The first two baby GLOCKs, the 26 9MM and 27 .40S&W were introduced in 1996.
The GLOCK .45GAP was introduced with the 37 in 2003 with the 38 & 39 soon following. The .45GAP and accompanying pistols were developed for U.S. Law Enforce Agencies to bring .45ACP power to the smaller 17,19 and 26 pistol frame family. The round is loaded to .45ACP+P pressures.
The last of the 3rd generation GLOCKS, that could be considered a 3.5 generation pistol, were the RTF2s, the first of which, the model 22 was released in November of 2009. The RTF2s have a modified grip texture that uses lots of little raised dots set in a grid pattern. It is called the Ruff Texture Frame 2, being that it is the second version of GLOCKS ruff textured grips. The only other change made were the slide serrations being changed from the normal straight design to a curved gill serration. The gill serrations were produced on the slides of .40S&W (22 announced January of 2009 & 23 announced November of 2009) and 9mm (17 announced May of 2009 & 19 announced November of 2009), although, later productions of GLOCK 17, 19, 22 & 23 are produced with normal straight slide serrations. There is also a 21SF RTF2, which is the only model of RTF2 that has straight serrations for production run guns. Also, the 21SF RTF2 was a limited production run for law enforcement and those that are out there on the civilian market are over run quantity of the original limited production numbers.
The Fourth Generation
The most recent evolution for GLOCK pistols arose in the beginning of 2010. A newly designed grip texture, referred to as RTF or RTF3 is GLOCKS 3rd version of the Rough Textured Grip design. It differs from the RTF2 style in that the small dots are replaced with slightly larger squared dots in a tighter grid pattern. A new dual spring guide rod assembly replaced the old captured spring assembly. Later production 4th generation pistols have an updated spring set. The dust cover is larger to accommodate the new recoil spring assembly. There were also some various internal component changes. The magazine release is a reversible unit, which is now standard. Earlier generation magazines can be used in 4th generation pistols, but only when the release button is mounted on the left side of the grip, meaning released by right hand thumb when the right hand is the firing hand. 4th generation magazines can also be used in previous generation models. The most notable changeable to the grip are the addition of a changeable back strap package, which allows for 3 different customizable lengths between the front and back straps.

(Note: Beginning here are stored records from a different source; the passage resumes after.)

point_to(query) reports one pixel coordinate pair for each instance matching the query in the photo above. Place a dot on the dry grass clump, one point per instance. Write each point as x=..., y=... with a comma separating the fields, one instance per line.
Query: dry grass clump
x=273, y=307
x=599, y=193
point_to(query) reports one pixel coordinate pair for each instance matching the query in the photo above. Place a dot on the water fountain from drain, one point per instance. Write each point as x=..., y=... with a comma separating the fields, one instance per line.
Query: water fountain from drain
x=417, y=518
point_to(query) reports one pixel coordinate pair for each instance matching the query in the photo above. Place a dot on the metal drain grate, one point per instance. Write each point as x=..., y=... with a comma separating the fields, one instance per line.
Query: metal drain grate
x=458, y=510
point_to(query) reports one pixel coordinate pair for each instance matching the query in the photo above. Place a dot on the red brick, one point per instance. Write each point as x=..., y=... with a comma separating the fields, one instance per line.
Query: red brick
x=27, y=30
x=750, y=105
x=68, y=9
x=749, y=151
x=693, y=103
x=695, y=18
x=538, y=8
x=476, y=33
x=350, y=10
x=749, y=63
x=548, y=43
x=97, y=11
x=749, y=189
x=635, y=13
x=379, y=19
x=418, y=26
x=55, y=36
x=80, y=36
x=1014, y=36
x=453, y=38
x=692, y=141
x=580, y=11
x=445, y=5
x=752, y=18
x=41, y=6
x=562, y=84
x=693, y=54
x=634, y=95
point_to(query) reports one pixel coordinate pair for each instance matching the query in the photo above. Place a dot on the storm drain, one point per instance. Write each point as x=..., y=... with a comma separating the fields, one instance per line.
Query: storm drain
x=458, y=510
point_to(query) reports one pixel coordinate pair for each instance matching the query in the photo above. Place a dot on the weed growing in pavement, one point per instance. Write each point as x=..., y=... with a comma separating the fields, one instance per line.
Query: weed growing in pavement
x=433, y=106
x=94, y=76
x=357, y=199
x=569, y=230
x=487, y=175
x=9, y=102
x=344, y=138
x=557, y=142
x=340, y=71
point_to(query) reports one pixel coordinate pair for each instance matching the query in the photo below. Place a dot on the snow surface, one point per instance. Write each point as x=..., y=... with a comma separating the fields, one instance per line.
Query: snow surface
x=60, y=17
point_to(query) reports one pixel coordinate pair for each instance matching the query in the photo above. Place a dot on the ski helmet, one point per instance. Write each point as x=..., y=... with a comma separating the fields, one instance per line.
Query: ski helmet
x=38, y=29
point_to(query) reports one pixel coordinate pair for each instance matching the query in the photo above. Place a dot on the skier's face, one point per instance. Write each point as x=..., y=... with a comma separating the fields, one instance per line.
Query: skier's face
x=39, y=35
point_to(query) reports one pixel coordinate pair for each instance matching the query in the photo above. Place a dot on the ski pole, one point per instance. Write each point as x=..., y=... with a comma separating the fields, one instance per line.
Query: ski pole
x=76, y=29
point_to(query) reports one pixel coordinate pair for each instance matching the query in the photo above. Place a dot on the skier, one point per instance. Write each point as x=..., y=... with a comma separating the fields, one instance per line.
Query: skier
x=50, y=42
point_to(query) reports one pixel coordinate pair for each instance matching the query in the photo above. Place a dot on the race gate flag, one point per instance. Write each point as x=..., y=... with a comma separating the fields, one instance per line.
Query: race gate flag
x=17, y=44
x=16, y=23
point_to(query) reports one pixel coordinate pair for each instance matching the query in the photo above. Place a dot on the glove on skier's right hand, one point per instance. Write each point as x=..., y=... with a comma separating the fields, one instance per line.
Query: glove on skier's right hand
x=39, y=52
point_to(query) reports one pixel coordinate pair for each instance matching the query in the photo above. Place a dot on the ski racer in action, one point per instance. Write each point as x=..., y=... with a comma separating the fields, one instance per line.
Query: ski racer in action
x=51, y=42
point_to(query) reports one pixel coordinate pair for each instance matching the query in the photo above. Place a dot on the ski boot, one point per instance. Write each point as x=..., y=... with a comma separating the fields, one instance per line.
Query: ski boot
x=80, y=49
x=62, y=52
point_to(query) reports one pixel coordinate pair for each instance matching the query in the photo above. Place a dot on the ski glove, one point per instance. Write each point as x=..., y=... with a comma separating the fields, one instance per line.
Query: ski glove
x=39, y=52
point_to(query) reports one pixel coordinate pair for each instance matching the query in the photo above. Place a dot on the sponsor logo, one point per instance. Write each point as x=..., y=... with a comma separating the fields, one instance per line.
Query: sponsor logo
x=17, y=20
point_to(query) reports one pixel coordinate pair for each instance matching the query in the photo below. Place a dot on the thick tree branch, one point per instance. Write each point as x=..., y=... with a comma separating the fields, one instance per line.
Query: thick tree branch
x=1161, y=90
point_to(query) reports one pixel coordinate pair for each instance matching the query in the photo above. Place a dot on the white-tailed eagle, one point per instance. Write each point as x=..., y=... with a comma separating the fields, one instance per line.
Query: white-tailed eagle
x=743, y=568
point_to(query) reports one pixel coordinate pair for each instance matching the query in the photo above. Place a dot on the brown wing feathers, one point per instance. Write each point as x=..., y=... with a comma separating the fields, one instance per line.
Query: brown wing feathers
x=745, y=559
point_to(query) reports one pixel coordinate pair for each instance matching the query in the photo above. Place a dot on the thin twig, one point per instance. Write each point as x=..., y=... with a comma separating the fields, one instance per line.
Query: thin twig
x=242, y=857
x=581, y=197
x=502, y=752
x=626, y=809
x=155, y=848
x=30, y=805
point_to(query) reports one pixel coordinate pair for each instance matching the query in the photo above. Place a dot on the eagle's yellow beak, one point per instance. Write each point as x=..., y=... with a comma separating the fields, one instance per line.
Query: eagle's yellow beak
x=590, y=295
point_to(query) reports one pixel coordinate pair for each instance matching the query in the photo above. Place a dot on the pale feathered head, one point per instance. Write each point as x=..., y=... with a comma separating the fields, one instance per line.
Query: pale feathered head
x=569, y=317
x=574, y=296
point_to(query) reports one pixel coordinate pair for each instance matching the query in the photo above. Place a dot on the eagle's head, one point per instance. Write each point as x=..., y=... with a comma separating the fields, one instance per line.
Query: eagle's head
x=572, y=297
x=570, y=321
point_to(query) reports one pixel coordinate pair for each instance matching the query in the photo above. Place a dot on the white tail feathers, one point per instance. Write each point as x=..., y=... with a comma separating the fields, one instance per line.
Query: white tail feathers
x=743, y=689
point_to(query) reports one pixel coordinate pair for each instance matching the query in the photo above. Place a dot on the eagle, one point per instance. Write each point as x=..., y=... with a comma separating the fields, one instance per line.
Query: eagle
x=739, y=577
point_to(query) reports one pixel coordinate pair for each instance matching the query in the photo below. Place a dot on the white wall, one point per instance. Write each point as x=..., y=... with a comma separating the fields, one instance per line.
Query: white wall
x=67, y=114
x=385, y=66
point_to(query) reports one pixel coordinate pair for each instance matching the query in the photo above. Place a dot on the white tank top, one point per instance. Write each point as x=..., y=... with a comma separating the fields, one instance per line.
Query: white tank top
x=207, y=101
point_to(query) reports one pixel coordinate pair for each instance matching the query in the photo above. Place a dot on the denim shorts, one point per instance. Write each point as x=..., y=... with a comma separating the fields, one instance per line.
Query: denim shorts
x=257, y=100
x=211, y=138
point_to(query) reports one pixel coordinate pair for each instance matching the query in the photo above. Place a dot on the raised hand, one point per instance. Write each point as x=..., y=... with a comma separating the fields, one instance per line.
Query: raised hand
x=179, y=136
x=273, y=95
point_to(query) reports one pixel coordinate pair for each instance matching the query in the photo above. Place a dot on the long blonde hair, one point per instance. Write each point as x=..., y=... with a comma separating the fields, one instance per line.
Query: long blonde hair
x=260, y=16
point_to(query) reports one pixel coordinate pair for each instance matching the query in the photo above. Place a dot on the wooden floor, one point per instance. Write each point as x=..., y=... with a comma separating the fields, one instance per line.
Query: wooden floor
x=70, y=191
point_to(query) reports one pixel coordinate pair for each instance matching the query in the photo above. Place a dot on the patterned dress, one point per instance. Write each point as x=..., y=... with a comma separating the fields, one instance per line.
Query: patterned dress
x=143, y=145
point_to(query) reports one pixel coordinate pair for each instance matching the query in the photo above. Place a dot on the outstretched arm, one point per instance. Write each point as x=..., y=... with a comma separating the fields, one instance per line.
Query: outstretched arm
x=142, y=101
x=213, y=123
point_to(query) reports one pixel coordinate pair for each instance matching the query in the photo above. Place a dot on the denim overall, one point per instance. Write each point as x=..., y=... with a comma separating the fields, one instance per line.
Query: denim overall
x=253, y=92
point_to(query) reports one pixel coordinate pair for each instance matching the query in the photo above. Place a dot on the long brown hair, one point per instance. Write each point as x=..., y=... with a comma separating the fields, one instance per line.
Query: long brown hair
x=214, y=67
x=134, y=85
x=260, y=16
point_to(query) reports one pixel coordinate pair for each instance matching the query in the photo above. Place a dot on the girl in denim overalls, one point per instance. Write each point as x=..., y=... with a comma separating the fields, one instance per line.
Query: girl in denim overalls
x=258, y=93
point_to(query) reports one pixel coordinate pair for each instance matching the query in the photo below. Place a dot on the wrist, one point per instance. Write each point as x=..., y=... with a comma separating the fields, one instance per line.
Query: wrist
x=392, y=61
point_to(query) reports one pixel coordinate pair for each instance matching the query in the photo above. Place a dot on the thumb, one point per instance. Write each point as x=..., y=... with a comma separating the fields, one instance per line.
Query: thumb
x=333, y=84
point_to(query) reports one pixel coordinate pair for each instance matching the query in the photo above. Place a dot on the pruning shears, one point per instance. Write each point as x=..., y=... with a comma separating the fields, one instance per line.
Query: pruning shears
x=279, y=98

Models by frame pin variation. Two pin early 17, 17L, 18, early 19, 25 and early 34. Three pin 20, 21, 22, 23, 24, 26, 27, 28, 29, 30, 31, 32, 33, 35 and 36. Approximately 2006 and up 17, 19 and 34 received three pin frames.
Subcompact and Compact models have serrated triggers. The .45ACP models have octagonal rifled barrel compared to hexagonal rifling on other models.
From 1982 to 1991 G17s were assembled & test fired in Austria. (Later pistols were assembled and test fired at GLOCK Inc. in Smyrna, GA.) These early production pistols are marked with an eagle and "NPv". The markings are proof marks and inspectors marks as required on Austrian pistols. The NPv mark means "Nitro Powder proofed", which is given to the pistol when it was test fired with 130% power proving loads.
I did not add the compensated or OD frame models because they were too hard to track.